In this project we are going to try to demonstrate three main things:
library(ggplot2)
library(knitr)
These are the simulation parameters:
n <- 40
lambda <- 0.2
num_simulations <- 1000
set.seed(41925) # To ensure people can reproduce the research
Here I perform the simulation
means <- NULL
vars <- NULL
for (i in 1 : num_simulations) {
simulatedData <- rexp(n, lambda)
means <- c(means, mean(simulatedData))
vars <- c(vars, var(simulatedData))
}
Here we calculate the sample mean
sample_mean <- mean(means)
sample_mean
## [1] 5.008348
theoretical_mean <- 1/lambda
theoretical_mean
## [1] 5
As we can see the sample mean is almost the same as the theoritical one. To represent this idea I provide the next plot image:
g1 <- qplot(means, geom="histogram", xlab="Mean of 40 exponentials simulation", binwidth=0.2, xlim=c(1,9),
main="Distribution of the mean of 1000 data samples (40 exponentials each)")

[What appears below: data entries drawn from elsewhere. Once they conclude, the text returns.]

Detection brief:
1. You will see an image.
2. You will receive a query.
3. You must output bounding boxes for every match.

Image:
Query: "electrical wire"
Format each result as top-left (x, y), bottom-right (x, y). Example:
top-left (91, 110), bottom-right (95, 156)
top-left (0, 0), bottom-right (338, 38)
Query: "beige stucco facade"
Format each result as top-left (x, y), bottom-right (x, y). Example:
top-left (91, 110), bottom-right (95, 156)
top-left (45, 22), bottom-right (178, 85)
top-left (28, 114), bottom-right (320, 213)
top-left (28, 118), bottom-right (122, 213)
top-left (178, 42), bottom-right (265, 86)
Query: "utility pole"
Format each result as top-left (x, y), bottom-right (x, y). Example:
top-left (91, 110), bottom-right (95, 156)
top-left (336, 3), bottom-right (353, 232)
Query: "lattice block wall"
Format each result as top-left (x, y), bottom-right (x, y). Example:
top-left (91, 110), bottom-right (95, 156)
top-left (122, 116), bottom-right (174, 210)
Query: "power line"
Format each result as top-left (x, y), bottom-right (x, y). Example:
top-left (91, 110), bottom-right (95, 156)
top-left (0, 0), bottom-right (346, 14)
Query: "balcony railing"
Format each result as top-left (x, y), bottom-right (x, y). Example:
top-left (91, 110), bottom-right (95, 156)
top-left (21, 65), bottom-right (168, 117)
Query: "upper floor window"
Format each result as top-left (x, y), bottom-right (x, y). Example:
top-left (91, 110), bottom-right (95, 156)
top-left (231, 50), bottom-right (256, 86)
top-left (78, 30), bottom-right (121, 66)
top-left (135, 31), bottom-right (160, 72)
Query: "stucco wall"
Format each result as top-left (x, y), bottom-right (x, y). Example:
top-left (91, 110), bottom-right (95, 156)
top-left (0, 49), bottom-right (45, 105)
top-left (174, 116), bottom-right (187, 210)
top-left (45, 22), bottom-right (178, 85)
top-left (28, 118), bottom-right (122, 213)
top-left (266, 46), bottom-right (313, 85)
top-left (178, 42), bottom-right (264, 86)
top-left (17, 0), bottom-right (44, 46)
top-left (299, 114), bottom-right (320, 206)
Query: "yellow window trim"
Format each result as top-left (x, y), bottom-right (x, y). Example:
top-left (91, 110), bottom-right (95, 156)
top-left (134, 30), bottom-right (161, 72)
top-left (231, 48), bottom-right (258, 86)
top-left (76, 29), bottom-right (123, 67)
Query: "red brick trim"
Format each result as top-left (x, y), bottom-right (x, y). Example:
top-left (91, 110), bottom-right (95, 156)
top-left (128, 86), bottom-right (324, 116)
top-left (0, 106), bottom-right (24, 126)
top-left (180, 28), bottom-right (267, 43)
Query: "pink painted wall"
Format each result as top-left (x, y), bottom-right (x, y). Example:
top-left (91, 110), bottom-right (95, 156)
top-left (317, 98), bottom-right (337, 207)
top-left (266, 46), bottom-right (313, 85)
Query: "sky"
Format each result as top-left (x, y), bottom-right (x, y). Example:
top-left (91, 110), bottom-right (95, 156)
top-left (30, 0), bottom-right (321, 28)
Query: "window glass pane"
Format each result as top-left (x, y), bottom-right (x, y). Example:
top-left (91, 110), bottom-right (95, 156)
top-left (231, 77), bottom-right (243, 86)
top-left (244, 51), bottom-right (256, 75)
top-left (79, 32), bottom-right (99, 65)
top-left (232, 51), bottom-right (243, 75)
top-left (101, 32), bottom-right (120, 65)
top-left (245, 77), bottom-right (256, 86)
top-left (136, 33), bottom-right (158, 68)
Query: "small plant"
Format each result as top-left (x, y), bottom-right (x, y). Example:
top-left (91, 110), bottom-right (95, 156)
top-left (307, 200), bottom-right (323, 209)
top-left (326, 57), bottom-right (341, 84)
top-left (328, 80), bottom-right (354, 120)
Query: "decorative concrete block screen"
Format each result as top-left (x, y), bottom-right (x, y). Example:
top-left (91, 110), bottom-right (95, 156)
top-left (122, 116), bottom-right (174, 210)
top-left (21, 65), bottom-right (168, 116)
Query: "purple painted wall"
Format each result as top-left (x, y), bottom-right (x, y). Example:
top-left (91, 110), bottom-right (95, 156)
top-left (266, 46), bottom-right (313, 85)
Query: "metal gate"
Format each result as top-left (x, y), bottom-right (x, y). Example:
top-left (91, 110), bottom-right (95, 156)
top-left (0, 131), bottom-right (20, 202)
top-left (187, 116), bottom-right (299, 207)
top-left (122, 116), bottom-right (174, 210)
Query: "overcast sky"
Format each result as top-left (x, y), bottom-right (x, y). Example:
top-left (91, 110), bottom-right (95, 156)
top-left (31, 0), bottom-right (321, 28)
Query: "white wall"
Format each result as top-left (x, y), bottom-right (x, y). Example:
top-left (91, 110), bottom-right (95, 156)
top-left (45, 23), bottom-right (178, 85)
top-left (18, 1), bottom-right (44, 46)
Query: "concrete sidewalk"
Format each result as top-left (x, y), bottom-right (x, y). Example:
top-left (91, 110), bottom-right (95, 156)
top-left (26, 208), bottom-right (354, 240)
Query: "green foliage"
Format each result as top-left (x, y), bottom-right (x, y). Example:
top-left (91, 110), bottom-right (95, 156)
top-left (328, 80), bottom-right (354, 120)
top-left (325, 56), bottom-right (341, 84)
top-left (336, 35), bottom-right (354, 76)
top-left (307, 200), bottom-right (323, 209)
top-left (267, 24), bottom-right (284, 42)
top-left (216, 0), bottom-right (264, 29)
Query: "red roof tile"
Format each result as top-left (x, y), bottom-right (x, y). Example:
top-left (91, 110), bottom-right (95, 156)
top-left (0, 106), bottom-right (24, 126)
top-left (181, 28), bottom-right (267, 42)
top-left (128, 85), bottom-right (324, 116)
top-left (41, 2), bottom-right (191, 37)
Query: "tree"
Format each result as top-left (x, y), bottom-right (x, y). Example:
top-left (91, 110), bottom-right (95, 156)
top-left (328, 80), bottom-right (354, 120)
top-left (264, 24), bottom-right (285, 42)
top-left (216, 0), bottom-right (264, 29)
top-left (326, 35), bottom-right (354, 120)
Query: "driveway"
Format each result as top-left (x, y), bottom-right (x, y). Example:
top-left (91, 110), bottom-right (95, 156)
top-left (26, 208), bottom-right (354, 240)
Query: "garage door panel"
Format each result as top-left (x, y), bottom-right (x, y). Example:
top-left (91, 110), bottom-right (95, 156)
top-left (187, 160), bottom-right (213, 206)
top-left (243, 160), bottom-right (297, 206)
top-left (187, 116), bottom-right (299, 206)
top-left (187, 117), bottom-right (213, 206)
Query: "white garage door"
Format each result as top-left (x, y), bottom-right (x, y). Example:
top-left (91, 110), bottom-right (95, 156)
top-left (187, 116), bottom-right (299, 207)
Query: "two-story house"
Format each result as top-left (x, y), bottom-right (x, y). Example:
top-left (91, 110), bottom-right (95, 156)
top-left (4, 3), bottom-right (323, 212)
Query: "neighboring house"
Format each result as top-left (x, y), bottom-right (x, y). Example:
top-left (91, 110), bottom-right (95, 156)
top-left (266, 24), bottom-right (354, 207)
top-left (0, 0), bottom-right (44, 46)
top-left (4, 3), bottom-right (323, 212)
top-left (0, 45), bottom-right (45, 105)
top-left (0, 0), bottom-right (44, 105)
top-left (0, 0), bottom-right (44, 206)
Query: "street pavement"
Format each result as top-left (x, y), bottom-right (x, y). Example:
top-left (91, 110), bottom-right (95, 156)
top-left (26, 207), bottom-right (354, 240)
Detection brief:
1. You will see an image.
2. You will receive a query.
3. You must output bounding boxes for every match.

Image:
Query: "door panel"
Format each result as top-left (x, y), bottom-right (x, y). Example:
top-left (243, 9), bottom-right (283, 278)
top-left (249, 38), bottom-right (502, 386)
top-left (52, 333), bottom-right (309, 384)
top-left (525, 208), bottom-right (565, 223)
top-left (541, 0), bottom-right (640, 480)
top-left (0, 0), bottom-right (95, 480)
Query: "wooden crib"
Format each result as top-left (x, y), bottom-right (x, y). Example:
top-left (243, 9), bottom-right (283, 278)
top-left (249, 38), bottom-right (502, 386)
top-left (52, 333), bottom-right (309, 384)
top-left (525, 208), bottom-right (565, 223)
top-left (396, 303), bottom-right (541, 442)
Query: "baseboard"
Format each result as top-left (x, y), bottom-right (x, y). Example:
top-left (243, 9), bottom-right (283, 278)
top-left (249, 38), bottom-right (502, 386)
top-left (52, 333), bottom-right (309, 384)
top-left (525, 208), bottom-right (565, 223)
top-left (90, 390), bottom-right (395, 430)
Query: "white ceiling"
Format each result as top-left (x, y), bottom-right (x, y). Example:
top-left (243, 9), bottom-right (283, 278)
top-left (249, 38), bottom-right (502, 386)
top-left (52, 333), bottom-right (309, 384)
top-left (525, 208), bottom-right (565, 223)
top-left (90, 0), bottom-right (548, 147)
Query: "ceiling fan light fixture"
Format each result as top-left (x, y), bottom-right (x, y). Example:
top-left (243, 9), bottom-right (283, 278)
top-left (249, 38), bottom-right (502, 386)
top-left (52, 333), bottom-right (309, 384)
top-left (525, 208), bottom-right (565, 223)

g1 <- g1 + geom_vline(xintercept = theoretical_mean, color="yellow")
g1 <- g1 + geom_text(mapping=aes(x=sample_mean, y=110, label=paste("sample mean=",round(sample_mean,3))), size=4, vjust= 1, hjust=-0.1)
g1
Here we calculate the sample variance and we can observe that the sample variance is very similar to the theoritical one:
sample_var <- mean(vars)
sample_var
## [1] 25.11678
theoretical_var <- (1/lambda)^2
theoretical_var
## [1] 25
We represent also a plot to see this:
g2 <- qplot(vars, geom="histogram", xlab="Variance of 40 exponentials simulation", binwidth=2,
main="Distribution of the variance of 1000 data samples (40 exponentials each)")
g2 <- g2 + geom_vline(xintercept = theoretical_var, color="yellow")
g2 <- g2 + geom_text(mapping=aes(x=sample_var, y=130, label=paste("sample variance=",round(sample_var,3))), size=4, hjust=-0.1)
g2
One of the easiest and clearest way to see if the data is normally distributed is to represent a Q-Q Plot.
qqnorm(means)
qqline(means, col = "yellow")
The linearity of the data across the straight line strongly suggests that the population data is normally distributed as we expected.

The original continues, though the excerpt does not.